6.4 Load Balancing Computation

pub fn computeAuxLoss(
    routing_decisions: []const ExpertRouter.RoutingResult,
    n_experts: u32,
    n_tokens: u32,
    coef: f32,
) f32 {
    var expert_counts = try allocator.alloc(f32, n_experts);
    var expert_probs = try allocator.alloc(f32, n_experts);
    @memset(expert_counts, 0);
    @memset(expert_probs, 0);

    for (routing_decisions) |decision| {
        for (decision.expert_indices) |idx| {
            expert_counts[idx] += 1.0;
        }
        // Accumulate full probability distribution
        // ...
    }

    // Normalize
    const n = @as(f32, @floatFromInt(n_tokens));
    for (0..n_experts) |i| {
        expert_counts[i] /= n;    // f_i
        expert_probs[i] /= n;     // P_i
    }

    // L_aux = alpha * N * sum(f_i * P_i)
    var loss: f32 = 0;
    for (0..n_experts) |i| {
        loss += expert_counts[i] * expert_probs[i];
    }
    return coef * @as(f32, @floatFromInt(n_experts)) * loss;
}

7. Variants

Model Total Params Active Params Experts k Notes
Mixtral 8x7B 46.7B 12.9B 8 2 Mistral-based MoE1
Mixtral 8x22B 141B 39B 8 2 Larger Mistral MoE
Switch-C 1.6T 1.6B 2048 1 Extreme sparsity4
Qwen2-MoE-57B 57.4B 14.3B 64 8 Fine-grained experts
DeepSeek-MoE 16.4B 2.8B 64 6 Shared + routed experts
DBRX 132B 36B 16 4 Databricks MoE
Arctic 480B 17B 128 2 Snowflake, extreme scale

8. Educational Value

What MoE Teaches

  1. Sparse computation: MoE is the primary example of sparse activation in modern deep learning. Understanding that most parameters are "dormant" for any given input challenges the intuition that all parameters contribute to every prediction.

  2. Routing as a learned decision: The router is itself a small neural network making a discrete (TopK) selection. This connects to broader topics in differentiable discrete optimization and the straight-through estimator.

  3. Load balancing and emergent specialization: The auxiliary loss creates a tension between letting experts specialize (some tokens naturally prefer certain experts) and ensuring all experts are utilized. This is a microcosm of the exploration-exploitation trade-off.

  4. Scaling laws: MoE models demonstrate that total parameter count and active parameter count are distinct axes of scaling.

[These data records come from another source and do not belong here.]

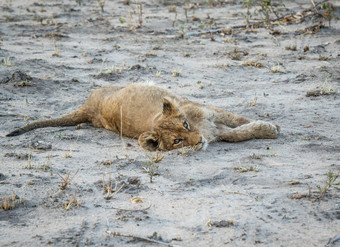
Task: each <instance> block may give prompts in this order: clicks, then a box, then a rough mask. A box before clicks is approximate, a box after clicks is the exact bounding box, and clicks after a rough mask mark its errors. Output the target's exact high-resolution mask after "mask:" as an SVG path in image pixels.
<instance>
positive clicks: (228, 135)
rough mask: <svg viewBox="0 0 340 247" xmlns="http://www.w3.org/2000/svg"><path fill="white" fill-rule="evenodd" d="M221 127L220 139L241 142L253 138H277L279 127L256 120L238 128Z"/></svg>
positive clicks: (219, 139)
mask: <svg viewBox="0 0 340 247" xmlns="http://www.w3.org/2000/svg"><path fill="white" fill-rule="evenodd" d="M218 127H219V130H220V131H219V137H218V140H219V141H227V142H241V141H247V140H251V139H275V138H277V136H278V133H279V127H278V126H276V125H274V124H272V123H269V122H265V121H254V122H251V123H248V124H244V125H241V126H239V127H236V128H228V127H224V126H218Z"/></svg>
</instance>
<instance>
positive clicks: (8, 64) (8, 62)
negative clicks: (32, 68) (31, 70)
mask: <svg viewBox="0 0 340 247" xmlns="http://www.w3.org/2000/svg"><path fill="white" fill-rule="evenodd" d="M2 65H3V66H7V67H10V66H13V64H12V63H11V61H10V58H9V57H5V58H4V59H3V63H2Z"/></svg>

A 47B MoE model does not require 47B FLOPs per token, challenging naive parameter-count comparisons.

  5. Inference implications: MoE models require all expert weights in memory (or on disk for offloading) even though only a fraction are active. This creates a unique memory-compute trade-off that students must reason about when designing inference systems.


9. References


  1. Jiang, A. Q. et al. "Mixtral of Experts." arXiv:2401.04088, 2024. 

  2. Jacobs, R. A. et al. "Adaptive Mixtures of Local Experts." Neural Computation, 3(1):79--87, 1991. 

  3. Shazeer, N. et al. "Outrageously Large Neural Networks: The Sparsely-Gated Mixture-of-Experts Layer." ICLR, 2017. 

  4. Fedus, W., Zoph, B. & Shazeer, N. "Switch Transformers: Scaling to Trillion Parameter Models with Simple and Efficient Sparsity." JMLR, 2022. 

  5. Zhou, Y. et al. "Mixture-of-Experts with Expert Choice Routing." NeurIPS, 2022.